Objectives and Study Overview

This application note evaluates the Agilent AssayMAP Bravo platform for automating in-solution digestion and reversed-phase peptide cleanup. The goals were to demonstrate:

• Day-to-day and plate-to-plate reproducibility of multiplexed digestion of bovine serum albumin (BSA).
• Peptide recovery and cleanup performance using C18 and RP-S AssayMAP cartridges.
• Load capacity and analyte bias across a range of peptide hydrophobicities and digest load masses.

Methodology and Instrumentation

The automated workflow consisted of two user-customizable protocols on the AssayMAP Bravo:

1. In-Solution Digestion: Parallel processing of up to four 96-well plates, with denaturation (urea or guanidine), reduction, alkylation, and tryptic digestion at controlled temperatures.
2. Peptide Cleanup: High-throughput reversed-phase cleanup using disposable C18 or RP-S microchromatography cartridges for desalting and concentration.

Key instrumentation and consumables included:

• Agilent AssayMAP Bravo liquid handler with Peltier thermal station and disposable 96-channel cartridges.
• Agilent PlateLoc thermal sealer for incubation steps.
• Agilent 6550 iFunnel QTOF LC/MS coupled to a 1290 Infinity UHPLC with AdvanceBio PepMap columns.

Main Results and Discussion

Reproducibility of digestion and cleanup was assessed by monitoring 25 BSA peptides across 128 samples over two days.

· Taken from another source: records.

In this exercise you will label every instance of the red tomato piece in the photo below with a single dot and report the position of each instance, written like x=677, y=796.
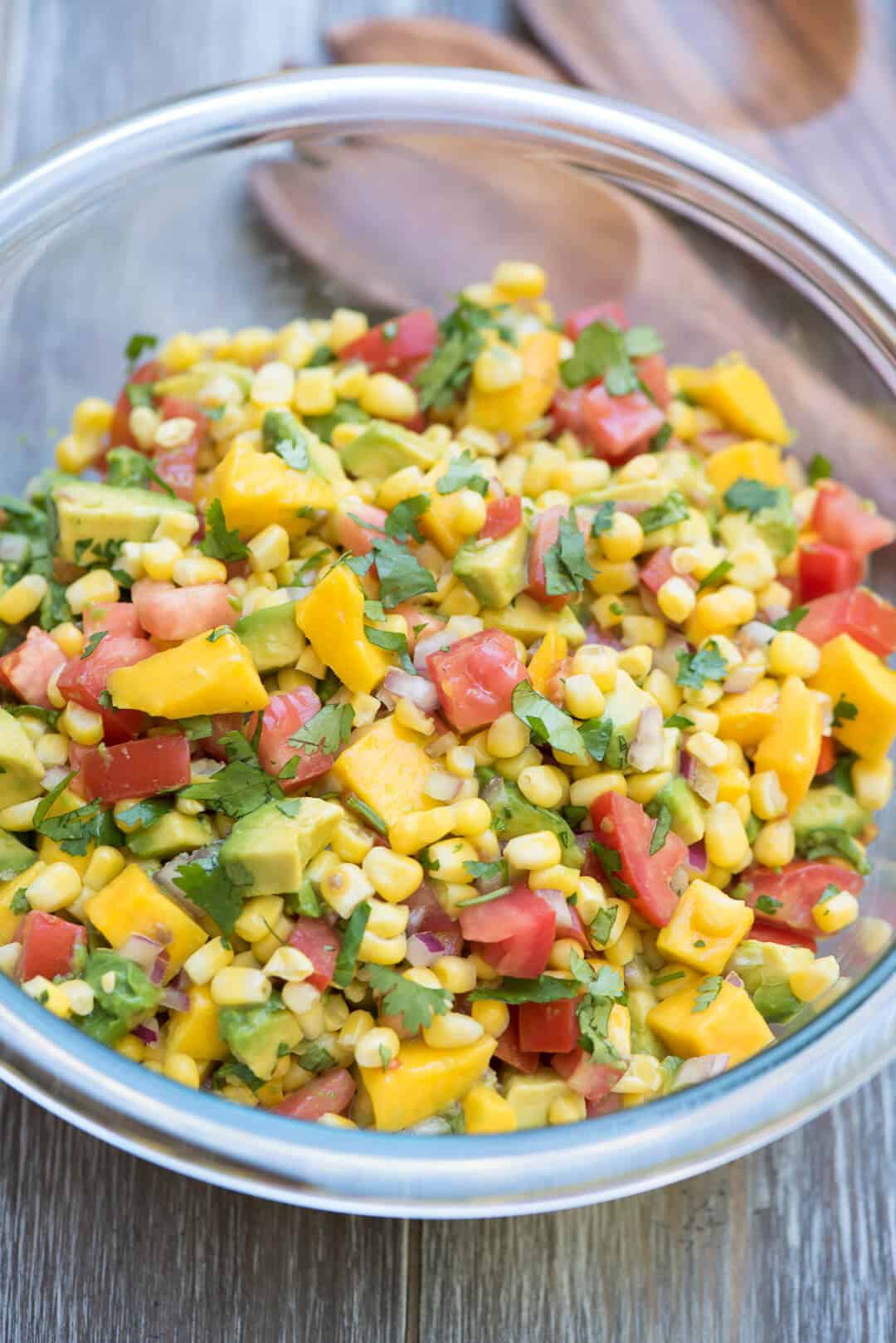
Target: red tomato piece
x=550, y=1028
x=327, y=1095
x=856, y=611
x=49, y=945
x=28, y=667
x=514, y=932
x=841, y=517
x=173, y=613
x=475, y=678
x=134, y=769
x=828, y=569
x=624, y=825
x=320, y=943
x=501, y=516
x=796, y=888
x=395, y=345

Using guanidine-based denaturation, average peptide peak area coefficients of variation (%CV) were below 2.6 % for both days. Urea-based denaturation yielded slightly higher %CVs (<3.7 %).
Peptide recovery versus online LC cleanup demonstrated>90 % recovery and <2.5 % CV for peptides of low-to-moderate hydrophobicity at loads from 3 to 75 µg. Highly hydrophobic peptides showed reduced recovery at low load masses but remained reproducible. Load capacity studies indicated stable performance for up to 100 µg BSA digest on both cartridge types, with hydrophilic peptides becoming displaced beyond that point.

Benefits and Practical Applications of the Method

The AssayMAP Bravo platform delivers:

• High throughput: Simultaneous digestion of up to 384 samples and cleanup of 96 samples.
• Reproducible results: Day-to-day %CVs consistently below 5 % for 25 monitored peptides.
• Scalability and portability: Simple protocol customization and minimal hands-on time facilitate method transfer and scale-up.

These attributes support large-scale biomarker studies, routine proteomic QC/QA, and clinical research requiring robust sample preparation.

Future Trends and Opportunities

Further development may include integration of stable isotope labeling, on-deck enrichment workflows, and advanced multiplexing with isobaric tags. Expansion of cartridge chemistries could enable targeted enrichment of post-translational modifications. Coupling with machine-learning-driven protocol optimization will accelerate method development and ensure consistent performance across diverse sample types.

Conclusion

The Agilent AssayMAP Bravo platform streamlines LC/MS sample preparation by automating in-solution digestion and peptide cleanup, achieving high reproducibility, broad dynamic range, and scalable throughput. This technology addresses key bottlenecks in quantitative proteomics and supports large-scale biomarker discovery and routine analytical applications.

References

1. Spicer V, et al. Sequence-specific retention calculator. A family of peptide retention time prediction algorithms in reversed-phase HPLC: applicability to various chromatographic conditions and columns. Anal. Chem. 2007, 79(22):8762–8768.